What occurs if your order is placed in a bucket of other priority deliveries? Doesn't that simply become a regular order? Also, AFAIK based on some digging, the drivers are not alerted to priority orders they are simply routed for it. That could have changed though.

> The emotionally manipulative things like “pay the rent”, “tip theft”

"New York Attorney General Letitia James today announced a $16.75 million settlement with delivery platform DoorDash for misleading both consumers and delivery workers (known as “Dashers”) by using tips intended for Dashers to subsidize their guaranteed pay. Between May 2017 and September 2019, DoorDash used a guaranteed pay model that let Dashers see how much they would be paid before accepting a delivery. An Office of the Attorney General (OAG) investigation found that under this model, DoorDash used customer tips to offset the base pay it had already guaranteed to workers, instead of giving workers the full tips they rightfully earned. DoorDash will pay $16.75 million in restitution for Dashers and up to $1 million in settlement administrator costs to help issue the payments." - https://ag.ny.gov/press-release/2025/attorney-general-james-...

> Again, Instacart, for example, says that 100% of tip goes to driver. If it’s not, they just painting crazy big target on their backs. So the scheme, as described, while quite evil, and not impossible to implement, looks also out of place with apps that I have used.

This was proven out multiple times in court with millions in settlement fees across different companies. For example, one suit alleges Instacart “intentionally and maliciously misappropriated gratuities in order to pay plaintiff’s wages even though Instacart maintained that 100 percent of customer tips went directly to shoppers. Based on this representation, Instacart knew customers would believe their tips were being given to shoppers in addition to wages, not to supplement wages entirely.”
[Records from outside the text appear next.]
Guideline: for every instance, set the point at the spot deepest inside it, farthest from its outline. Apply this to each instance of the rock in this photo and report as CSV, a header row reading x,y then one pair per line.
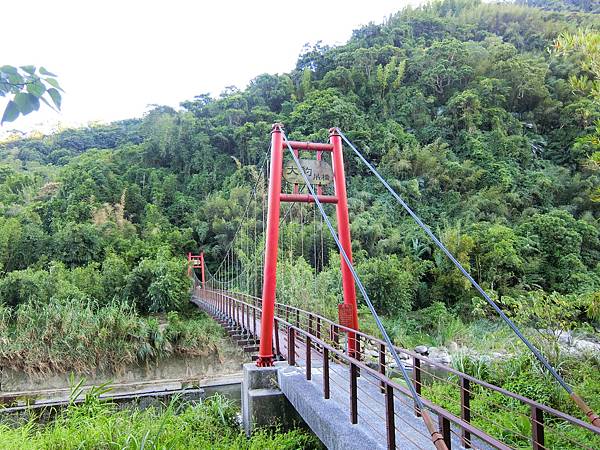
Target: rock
x,y
440,355
422,349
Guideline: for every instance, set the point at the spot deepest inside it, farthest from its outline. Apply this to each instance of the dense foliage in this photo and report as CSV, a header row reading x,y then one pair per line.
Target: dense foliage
x,y
95,424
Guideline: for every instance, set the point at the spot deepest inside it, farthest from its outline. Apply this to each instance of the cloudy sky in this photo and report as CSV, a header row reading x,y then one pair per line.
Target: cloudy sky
x,y
114,58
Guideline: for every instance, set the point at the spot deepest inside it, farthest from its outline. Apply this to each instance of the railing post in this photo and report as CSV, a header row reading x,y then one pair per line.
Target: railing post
x,y
291,346
465,410
353,394
326,373
445,430
382,366
308,358
276,327
417,381
537,428
318,328
390,425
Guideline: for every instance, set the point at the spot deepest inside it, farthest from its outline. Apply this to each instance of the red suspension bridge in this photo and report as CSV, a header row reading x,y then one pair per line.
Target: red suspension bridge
x,y
381,389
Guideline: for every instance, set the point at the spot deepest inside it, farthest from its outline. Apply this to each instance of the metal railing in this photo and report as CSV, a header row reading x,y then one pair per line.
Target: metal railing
x,y
462,406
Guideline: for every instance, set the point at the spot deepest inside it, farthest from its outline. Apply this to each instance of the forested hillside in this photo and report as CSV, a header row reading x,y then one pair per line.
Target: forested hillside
x,y
468,108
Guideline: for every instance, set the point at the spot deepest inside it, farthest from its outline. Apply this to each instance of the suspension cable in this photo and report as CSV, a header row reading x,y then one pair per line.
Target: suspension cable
x,y
584,407
435,435
246,209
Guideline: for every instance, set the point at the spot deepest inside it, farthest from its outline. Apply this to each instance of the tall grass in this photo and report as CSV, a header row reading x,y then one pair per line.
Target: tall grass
x,y
94,424
74,336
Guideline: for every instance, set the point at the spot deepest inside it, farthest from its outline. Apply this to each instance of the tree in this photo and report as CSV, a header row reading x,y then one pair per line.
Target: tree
x,y
28,85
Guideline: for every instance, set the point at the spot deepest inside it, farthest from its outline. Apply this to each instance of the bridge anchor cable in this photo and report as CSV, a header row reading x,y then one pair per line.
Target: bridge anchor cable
x,y
590,414
435,434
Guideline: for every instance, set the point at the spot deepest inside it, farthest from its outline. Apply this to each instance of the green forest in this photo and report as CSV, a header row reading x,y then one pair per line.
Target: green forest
x,y
484,117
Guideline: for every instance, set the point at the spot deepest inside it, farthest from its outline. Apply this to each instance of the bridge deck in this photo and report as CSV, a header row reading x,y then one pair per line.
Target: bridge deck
x,y
332,415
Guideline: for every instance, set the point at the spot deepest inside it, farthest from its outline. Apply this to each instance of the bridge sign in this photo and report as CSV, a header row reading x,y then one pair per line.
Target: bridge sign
x,y
318,172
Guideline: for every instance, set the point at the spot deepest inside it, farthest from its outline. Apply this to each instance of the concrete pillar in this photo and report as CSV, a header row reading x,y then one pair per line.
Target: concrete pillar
x,y
263,403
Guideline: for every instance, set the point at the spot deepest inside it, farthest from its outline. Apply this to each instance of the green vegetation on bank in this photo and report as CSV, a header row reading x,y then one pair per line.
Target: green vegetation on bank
x,y
486,126
211,425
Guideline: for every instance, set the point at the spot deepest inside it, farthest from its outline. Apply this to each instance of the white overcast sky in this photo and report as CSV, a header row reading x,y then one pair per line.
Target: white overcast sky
x,y
114,58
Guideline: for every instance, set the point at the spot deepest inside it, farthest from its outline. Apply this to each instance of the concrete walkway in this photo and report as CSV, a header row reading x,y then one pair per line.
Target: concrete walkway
x,y
329,418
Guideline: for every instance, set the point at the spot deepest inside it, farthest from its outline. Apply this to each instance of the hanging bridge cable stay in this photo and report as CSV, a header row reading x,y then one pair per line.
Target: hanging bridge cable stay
x,y
222,272
436,436
591,415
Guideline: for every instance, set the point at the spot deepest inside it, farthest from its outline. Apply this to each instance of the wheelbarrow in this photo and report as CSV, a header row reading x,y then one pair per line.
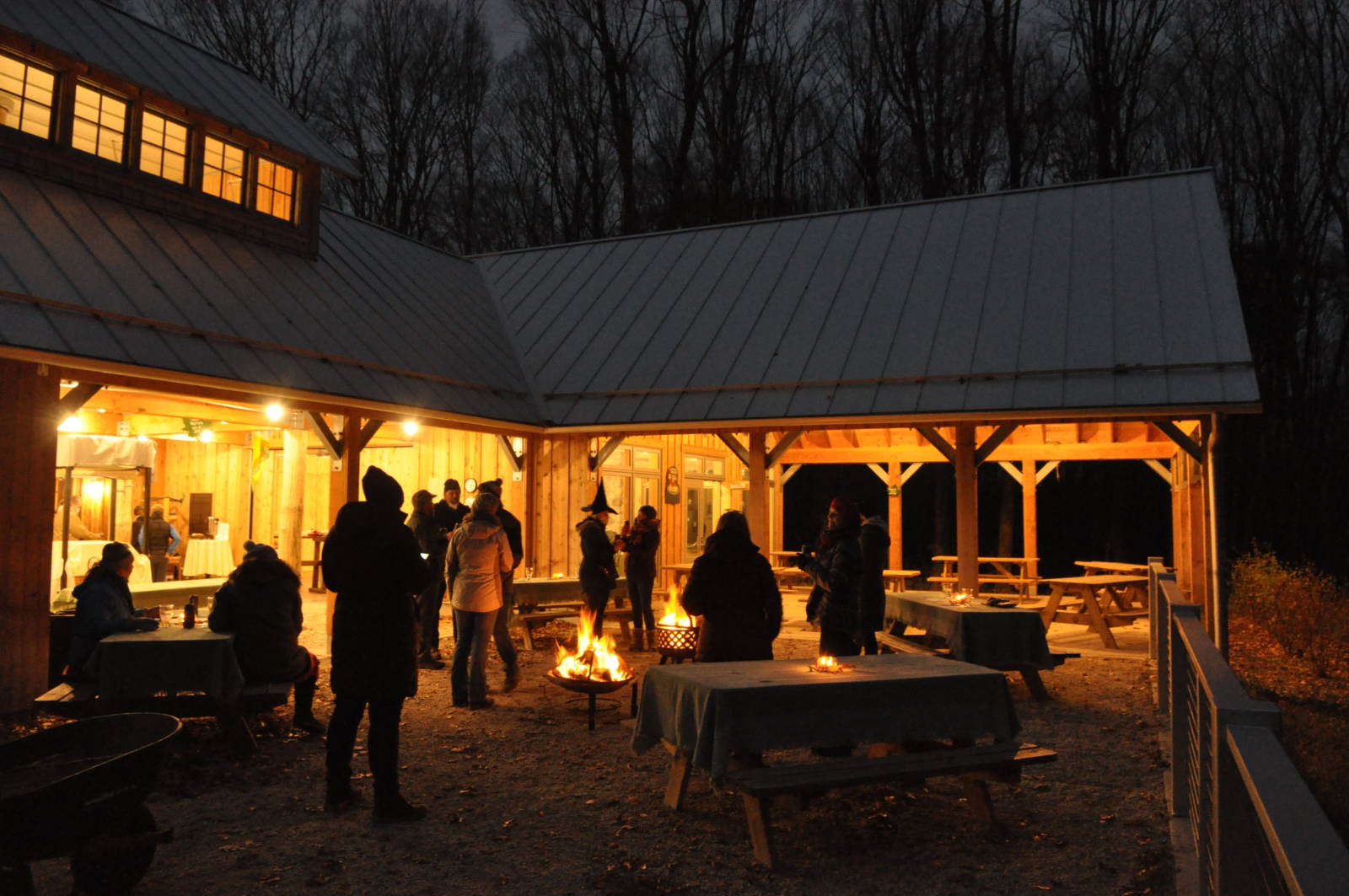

Leading the CEO to release the following:

“After launching our new earnings structure this past October, we noticed that there were small batches where shoppers weren’t earning enough for their time,” Mehta wrote. “To help with this, we instituted a $10 floor on earnings, inclusive of tips, for all batches. This meant that when Instacart’s payment and the customer tip at checkout was below $10, Instacart supplemented the difference. While our intention was to increase the guaranteed payment for small orders, we understand that the inclusion of tips as a part of this guarantee was misguided. We apologize for taking this approach.”

Also, on a side note:

"Leaked messages suggest Uber executives were at the same time under no illusions about the company’s law-breaking, with one executive joking they had become “pirates” and another conceding: 'We’re just fucking illegal.'" - https://www.business-humanrights.org/en/latest-news/global-u...

"In one exchange, Uber executives warned against sending drivers to a protest in France which could lead to violence from angry taxi drivers. 'I think it’s worth it,' wrote Kalanick. 'Violence guarantee[s] success.'" - https://techcrunch.com/2022/07/10/leaked-uber-files-reveal-h...

All to say that none of this shocks me.